Simpson’s paradox occurs in many different fields, but it is sometimes difficult to explain to stakeholders. Tables (like the one above) are often used to

illustrate the subgroup differences, but in the Fall 2014 issue of *Educational Measurement*, José-Luis Gaviria and Coral González-Barbera from the Universidad Complutense de Madrid won the publication’s data visualization contest with their Steelyard Graph, which illustrates Simpson’s Paradox with a graph resembling a steelyard balance. The publication’s visual editor, ETS’s Katherine Furgol Castellano, wrote the discussion piece for the Steelyard Graph, praising Gaviria and González-Barbera for the simplicity of the approach and the novel yet astute strategy of representing averages with balanced levers.

The figure below illustrates the same data from the table above using Gaviria and González-Barbera’s Steelyard Graph approach. The size of the squares corresponds to the number of students, the location on the lever indicates the average subgroup score, and the triangular fulcrum represents the school’s overall average score.

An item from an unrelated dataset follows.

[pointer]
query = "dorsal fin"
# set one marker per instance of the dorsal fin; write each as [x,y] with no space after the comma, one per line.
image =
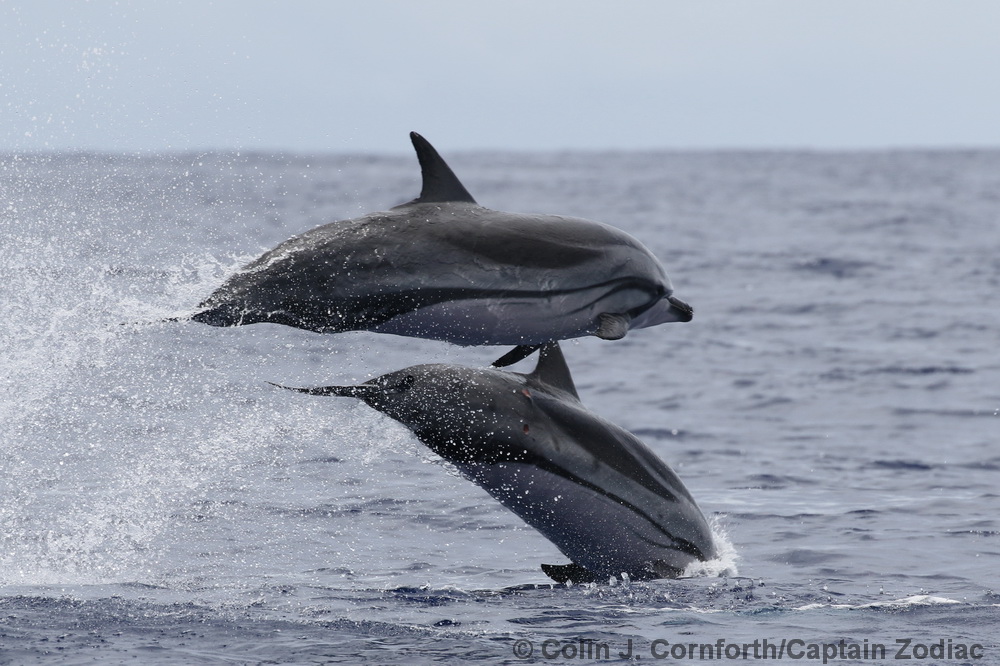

Notice how clear it is that the subgroups in School B have higher average scores than their counterparts in School A. The example below has only two subgroups, but the same approach can be used for more subgroups.

Example of Gaviria and González-Barbera’s Steelyard Graph to visualize Simpson’s paradox for subgroups’ average test scores.

**Making a Decision when Faced with Simpson’s Paradox**

When one encounters Simpson’s paradox, decision-making can be difficult, especially if there are no theories to explain why the relational pattern is different at a subgroup level. This is why exploratory analysis often must be driven by and interpreted through a lens of theory. One could come up with arbitrary subgroups that reverse the aggregate relationships, even though there is no theoretical grounding for doing so. On the other hand, relevant subgroups may remain unidentified by researchers, though the aggregate relationship may still be sufficient for decision-making.

For example, as a window-washing student seeing the phobic subgroups’ performances, I might decide that School B is the superior school for teaching the trade, regardless of which subgroup a student belongs to. This decision is based on a theory that a fear of heights may impact performance on the certification assessment, in which case School B does a better job at preparing both subgroups for their assessments. If that theory is not tenable, it may be that School A is really the better choice, but as an acrophobic would-be window washer, I will likely choose School B after seeing this graph . . . as long as the classroom is located on the ground floor.